De nada. Baynard se había casado con su Córdula, después de un divorcio sensacional. Para serrar los cuernos de su marido habían sido necesarios los veterinarios de Escocia.

Ada no tenía aún su Argus. El negro lustroso y lúgubre del Yak de alquiler y las botas pasadas de moda de su chófer le recordaron la partida de Ada en 1905.

Cuando se quedó solo, volvió a subir, como un «hombre de cristal» cartesiano, como el fantasma del Tiempo en actitud de centinela, hasta su desolado quinto piso. Si hubiesen vivido juntos durante aquellos lamentables diecisiete años no habrían conocido aquel choque y aquella humillación. Su envejecimiento no habría sido sino un progresivo proceso de ajuste, tan imperceptible como el Tiempo mismo.

Su Trabajo-Pendiente, una gavilla de notas mezclada con sus pijamas, vino en su ayuda, como en Sorcière. Se tragó una tableta de Favodorme, y, mientras ésta hacía su efecto, se entregó, sentado ante el escritorio del salón, a sus «elucubracioncitas».

Los ultrajes y estragos de la edad, tan deplorados por los poetas, ¿ilustran al naturalista del Tiempo acerca de la esencia del Tiempo? Muy poca cosa. Solamente la imaginación de un novelista podía ser atraída por esta cajita ovalada, que un vez contuvo Duvet de Ninon(una marca de polvos, con un ave del paraíso en la tapa), olvidada en un cajón mal cerrado del arco de triunfo —no un triunfo sobre el tiempo, en todo caso— del escritorio. Parecía que el objeto azul-verde-anaranjado estuviese destinado a estimular en Van el pensamiento engañoso de que había permanecido esperando, durante diecisiete años, la mano lenta, como en un sueño, de su sonriente descubridor: un gastado truco de restitución simulada, una coincidencia prefabricada... y un verdadero desatino, porque era Lucette, hoy una sirena en los bosquecillos de la Atlántida, y no Ada, hoy una extranjera en una limusina negra cerca de Morges, quien tenía afición a aquellos polvos. Tirémosla, no vaya a desorientar a un filósofo más débil; lo que a mí me interesa es la delicada Textura del Tiempo, libre de todo recamado de acontecimientos.

Recapitulemos.

Fisiológicamente, el sentido del Tiempo es un sentido de continuo devenir, y, si el «devenir» tuviera voz, ésta podría ser, de modo bastante natural, una vibración sostenida; pero, por el amor del Leño, no confundamos el Tiempo con el Zumbido de oídos, ni el rumor de caracola marina de la duración con las pulsaciones de nuestra sangre. Por otra parte, el Tiempo, filosóficamente, no es sino el origen del recuerdo. La vida de cada individuo supone, desde la cuna a la tumba, la elaboración y consolidación progresivas de esa espina dorsal de la conscienciaque es el Tiempo de los fuertes. «Ser», quiere decir saber que se «ha sido». «No. ser» implica la única «nueva» especie de (falso) tiempo: el futuro. Lo descarto. La vida, el amor, las bibliotecas, no tienen futuro.

El Tiempo es cualquier cosa menos este tríptico popular: un pasado que ya no existe, el punto sin duración del «presente», y un «todavía no» que puede no llegar jamás. No. No hay más que dos paneles. El Pasado (existente para siempre en mi espíritu) y el Presente (al que mi espíritu confiere duración, y, en consecuencia, realidad). Si consideramos un tercer panel de la esperanza satisfecha: lo previsto, lo predestinado, la capacidad de previsión, de pronóstico perfecto, seguimos aplicando el espíritu al Presente.

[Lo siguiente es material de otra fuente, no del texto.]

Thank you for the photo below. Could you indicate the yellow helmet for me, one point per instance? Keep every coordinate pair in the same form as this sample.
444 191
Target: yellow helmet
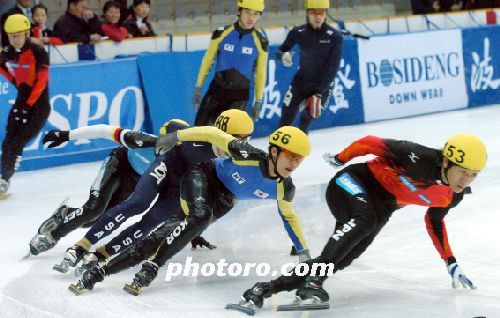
292 139
467 151
235 122
256 5
164 130
17 23
317 4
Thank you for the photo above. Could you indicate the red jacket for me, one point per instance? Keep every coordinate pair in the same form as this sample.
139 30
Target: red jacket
114 31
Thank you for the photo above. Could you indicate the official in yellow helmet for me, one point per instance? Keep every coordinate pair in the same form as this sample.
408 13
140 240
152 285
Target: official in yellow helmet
239 53
256 5
17 23
320 53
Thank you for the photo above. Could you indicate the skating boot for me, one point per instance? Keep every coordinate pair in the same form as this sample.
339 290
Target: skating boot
142 279
91 277
311 296
55 219
253 298
72 257
41 243
313 289
90 260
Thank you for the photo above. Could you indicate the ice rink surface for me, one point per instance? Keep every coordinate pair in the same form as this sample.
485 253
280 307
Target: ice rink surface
400 275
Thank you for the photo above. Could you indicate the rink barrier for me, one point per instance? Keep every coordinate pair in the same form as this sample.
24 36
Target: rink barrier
385 77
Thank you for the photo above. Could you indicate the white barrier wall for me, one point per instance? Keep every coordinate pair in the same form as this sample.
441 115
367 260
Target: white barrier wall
199 41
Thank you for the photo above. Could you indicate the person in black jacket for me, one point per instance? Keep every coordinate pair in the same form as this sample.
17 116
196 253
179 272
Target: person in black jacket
78 24
320 54
22 7
137 22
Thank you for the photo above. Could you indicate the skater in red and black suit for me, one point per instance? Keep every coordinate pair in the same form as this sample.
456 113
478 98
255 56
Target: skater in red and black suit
26 66
363 196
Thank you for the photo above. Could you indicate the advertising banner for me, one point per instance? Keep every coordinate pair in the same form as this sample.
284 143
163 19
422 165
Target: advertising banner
482 65
411 74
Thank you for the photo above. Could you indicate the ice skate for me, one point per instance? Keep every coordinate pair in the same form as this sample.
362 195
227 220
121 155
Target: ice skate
253 298
310 297
88 281
72 257
142 279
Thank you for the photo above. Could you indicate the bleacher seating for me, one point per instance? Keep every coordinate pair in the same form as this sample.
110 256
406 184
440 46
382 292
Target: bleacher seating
182 16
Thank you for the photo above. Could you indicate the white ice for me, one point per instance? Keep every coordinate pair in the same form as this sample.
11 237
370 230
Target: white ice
401 274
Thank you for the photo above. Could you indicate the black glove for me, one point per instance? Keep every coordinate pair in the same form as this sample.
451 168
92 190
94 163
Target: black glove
21 112
201 242
333 160
256 109
197 99
137 139
55 138
165 143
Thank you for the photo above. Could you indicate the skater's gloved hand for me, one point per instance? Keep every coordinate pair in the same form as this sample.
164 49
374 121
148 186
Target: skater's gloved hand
197 98
165 143
313 103
55 138
137 139
457 275
21 112
199 241
287 59
332 160
257 105
304 255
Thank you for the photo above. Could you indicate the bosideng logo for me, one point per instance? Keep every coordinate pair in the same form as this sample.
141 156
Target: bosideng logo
426 68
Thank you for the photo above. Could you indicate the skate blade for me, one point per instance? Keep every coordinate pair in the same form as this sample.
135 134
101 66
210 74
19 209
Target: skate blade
131 290
5 196
61 268
79 271
26 256
76 289
242 308
304 305
48 225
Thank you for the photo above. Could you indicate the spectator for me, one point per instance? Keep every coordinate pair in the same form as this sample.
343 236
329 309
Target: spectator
39 28
111 27
124 11
21 7
137 22
78 24
480 4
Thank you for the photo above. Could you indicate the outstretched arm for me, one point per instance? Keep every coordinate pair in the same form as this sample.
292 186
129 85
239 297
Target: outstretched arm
125 137
436 228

Si se percibe el Pasado como un almacenamiento del Tiempo, y si el Presente es el proceso de esa percepción, el futuro, por el contrario, no es un elemento del Tiempo, no tiene nada que ver con el Tiempo y la gasa vaporosa de su textura física El futuro no es más que un charlatán en la corte del Tiempo. Hay pensadores, pensadores sociales, que imagi nan un Presente distendido más allá de sí mismo hacia un «futuro» aún no realizado, pero eso es una utopía enteramente utópica, política progresista. Los sofistas de la tecnología demuestran que, aprovechando las Leyes de la Luz, utilizando nuevos telescopios capaces de descifrar tipos de imprenta ordinarios a distancias cósmicas a través de los ojos nostálgicos de nuestros agentes en algún otro planeta, tenemos realmente la posibilidad de ver nuestro propio pasado (el descubrimiento del Goodson por Goodson y cosas por el estilo), incluidos documentos que prueban que no sabíamos lo que el porvenir nos reservaba (y que sabemos ahora), y que, por consiguiente, el futuro existía ayer, de donde podemos inducir que existe hoy, Quizás eso sea buena física, pero es una malísima lógica, y la Tortuga del Pasado no alcanzará nunca al Aquiles del Porvenir, cualquiera que sea el modo que tengamos de analizar las distancias en nuestras brumosas pizarras.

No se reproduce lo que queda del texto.